Hundreds of judges and prosecutors filed reports accusing nearly 30 members of Parliament and other political figures of defamation on Saturday, for their disparagement of last week’s ruling against former President Hosni Mubarak, judicial sources told Al-Masry Al-Youm.
Cairo Criminal Court’s ruling last Saturday sparked anger across the country. Mubarak and former Interior Minister Habib al-Adly were both given life sentences, but the former president’s sons, Alaa and Gamal Mubarak, and Adly’s top aides were exonerated.
According to the sources, the list of accused includes Essam Sultan, Mohammed El-Beltagy, Hassan al-Brins, Amr Hamzawy, and Ashraf Thabet.
The judges filing the reports demanded “investigation of those persons on charges of insulting the judiciary,” and gave the judges a number of CDs and copies of newspapers as proof.

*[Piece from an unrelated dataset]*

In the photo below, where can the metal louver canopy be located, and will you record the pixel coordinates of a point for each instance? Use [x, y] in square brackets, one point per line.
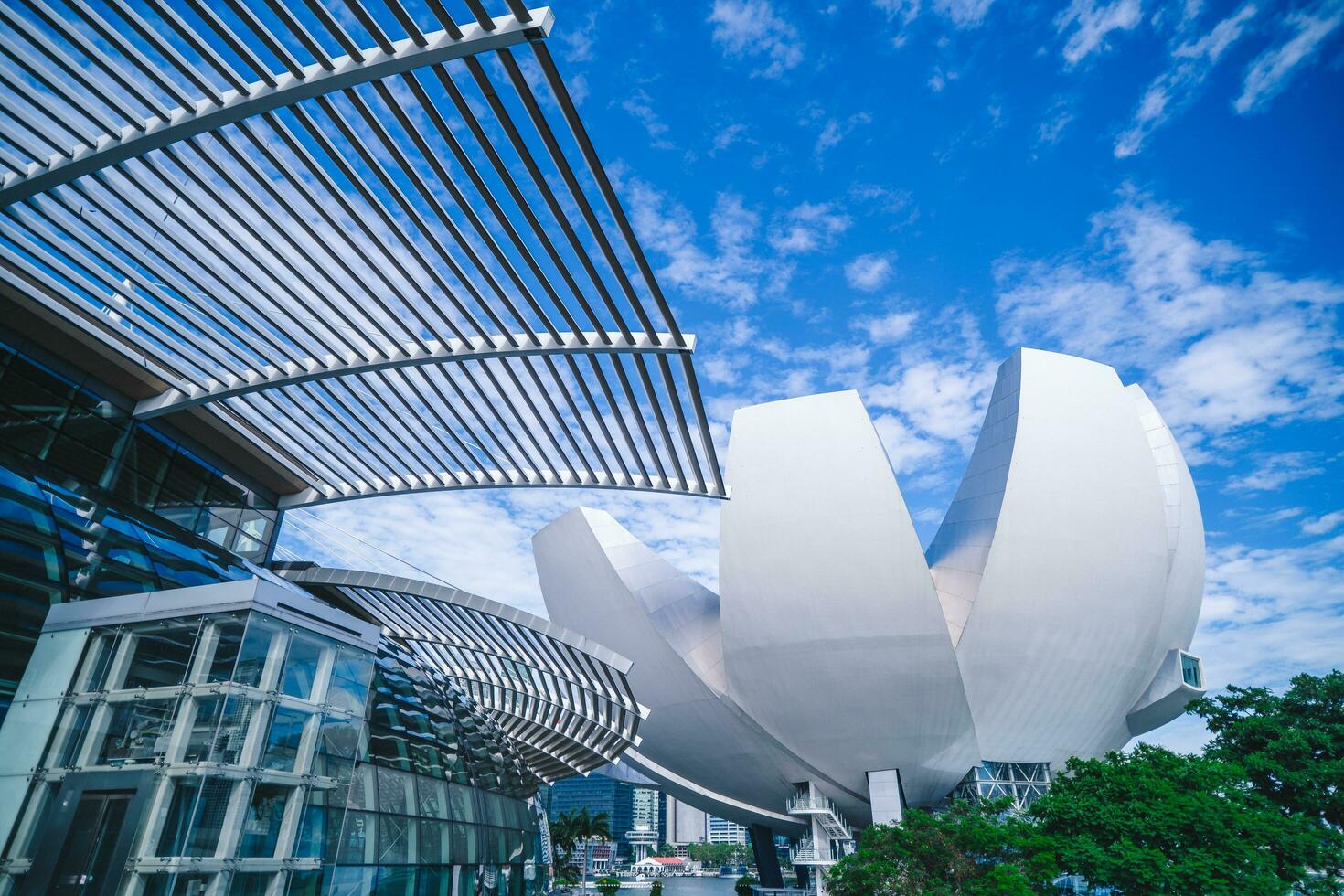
[374, 243]
[560, 698]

The accusations, the sources said, come at a time in which the Supreme Judicial Council is already swamped with hundreds of other reports.
In their reports, the judges said that no prominent figures should be immune from law, and that there should be repercussions for “anyone who wants to tamper with the security of the nation.”
A judicial source said that an attorney general will investigate the accusations.
Edited translation from Al-Masry Al-Youm.